The AMS Group also developed a way to efficiently fabricate vascular networks within polymers. These networks, which can include multiple channels that run throughout a material, are able to deliver healing agents multiple times, change thermal or magnetic properties, and facilitate other useful chemical interactions in a material.
A major development in their self-healing work focuses on repairing large-scale damage through the process of regeneration.
“Ballistic impacts, drilling holes in sheets of plastic, and these sorts of things, where a significant mass is lost … traditional self-healing has no way of dealing with that problem at all,” White said. “The materials that would be used to heal that hole would simply fall out, bleed out under gravity.”

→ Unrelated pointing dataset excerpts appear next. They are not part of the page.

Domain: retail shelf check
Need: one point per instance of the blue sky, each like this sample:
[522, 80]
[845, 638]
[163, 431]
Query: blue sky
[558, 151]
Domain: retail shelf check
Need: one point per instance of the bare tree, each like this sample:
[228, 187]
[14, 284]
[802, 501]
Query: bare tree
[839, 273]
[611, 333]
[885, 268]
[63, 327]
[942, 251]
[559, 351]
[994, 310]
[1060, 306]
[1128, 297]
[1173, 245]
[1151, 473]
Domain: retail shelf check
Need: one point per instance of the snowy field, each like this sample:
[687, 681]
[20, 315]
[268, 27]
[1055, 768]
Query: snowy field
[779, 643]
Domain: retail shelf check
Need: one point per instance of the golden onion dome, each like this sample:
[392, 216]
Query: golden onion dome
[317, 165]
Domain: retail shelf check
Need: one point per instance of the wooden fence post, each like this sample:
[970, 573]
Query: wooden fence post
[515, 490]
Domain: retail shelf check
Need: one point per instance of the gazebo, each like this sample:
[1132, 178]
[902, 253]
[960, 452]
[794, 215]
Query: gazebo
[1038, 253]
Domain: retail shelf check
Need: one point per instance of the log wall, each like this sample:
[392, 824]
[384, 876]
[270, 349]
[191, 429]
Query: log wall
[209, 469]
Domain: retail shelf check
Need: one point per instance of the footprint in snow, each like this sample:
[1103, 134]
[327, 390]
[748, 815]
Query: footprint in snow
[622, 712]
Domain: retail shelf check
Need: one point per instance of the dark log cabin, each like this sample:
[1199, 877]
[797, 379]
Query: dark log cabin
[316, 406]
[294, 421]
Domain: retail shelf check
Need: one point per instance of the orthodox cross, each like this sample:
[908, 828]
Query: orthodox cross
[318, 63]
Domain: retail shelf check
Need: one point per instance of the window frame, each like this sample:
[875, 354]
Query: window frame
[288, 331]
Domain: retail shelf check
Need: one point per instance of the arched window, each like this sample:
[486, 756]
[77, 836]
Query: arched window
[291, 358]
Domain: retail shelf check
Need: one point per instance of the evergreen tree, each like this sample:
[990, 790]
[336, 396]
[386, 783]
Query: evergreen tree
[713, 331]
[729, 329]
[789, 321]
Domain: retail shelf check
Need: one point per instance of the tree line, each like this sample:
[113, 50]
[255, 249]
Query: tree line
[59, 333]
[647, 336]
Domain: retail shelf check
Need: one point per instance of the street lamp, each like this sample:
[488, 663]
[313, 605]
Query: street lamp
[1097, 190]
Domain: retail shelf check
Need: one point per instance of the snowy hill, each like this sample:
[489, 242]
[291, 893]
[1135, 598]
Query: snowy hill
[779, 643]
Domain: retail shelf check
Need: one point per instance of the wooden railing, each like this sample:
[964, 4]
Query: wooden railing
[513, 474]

So White and his collaborators came up with a two-channel healing system. When damage occurs on a large scale, a gel-like substance fills the space and builds upon itself, keeping the healing agents in place until they harden.
Their most recent work is concerned with how to deal with material systems when they have reached the end of their useful life. This work involves making materials that can self-destruct when a specific environmental signal is given (triggered transience). The researchers believe that triggers such as high temperature, water, ultraviolet light, and many others may one day be used to make obsolete devices degrade quickly so that they can be reused or recycled, thus reducing electronic waste and boosting sustainability.
Autonomous polymers are beginning to make their way into the commercial sector. Commercialization efforts have produced materials such as wear-resistant mobile device cases and automotive paints that can self-repair minor scratches. And more self-healing products are slowly coming to market including a microcapsule-based powder coating produced by the Champaign-based start-up company Autonomic Materials Inc.
While the practical application of many of these techniques still face challenges, Moore, Sottos, White, and their colleagues continue to work toward the creation of smart materials that can function independently, self-heal, and disintegrate once they are no longer useful, offering the eventual promise of safer, more efficient, and longer-lasting products that require fewer resources and produce less waste.
This research was funded by the Air Force Office of Scientific Research through the National Center of Excellence in Self-healing, Regeneration, and Structural Remodeling; the National Science Foundation (DMR 1307354); Defense Advanced Research Projects Agency (DARPA,FA8650-15-C-7522); and the BP International Center for Advanced Materials (ICAM).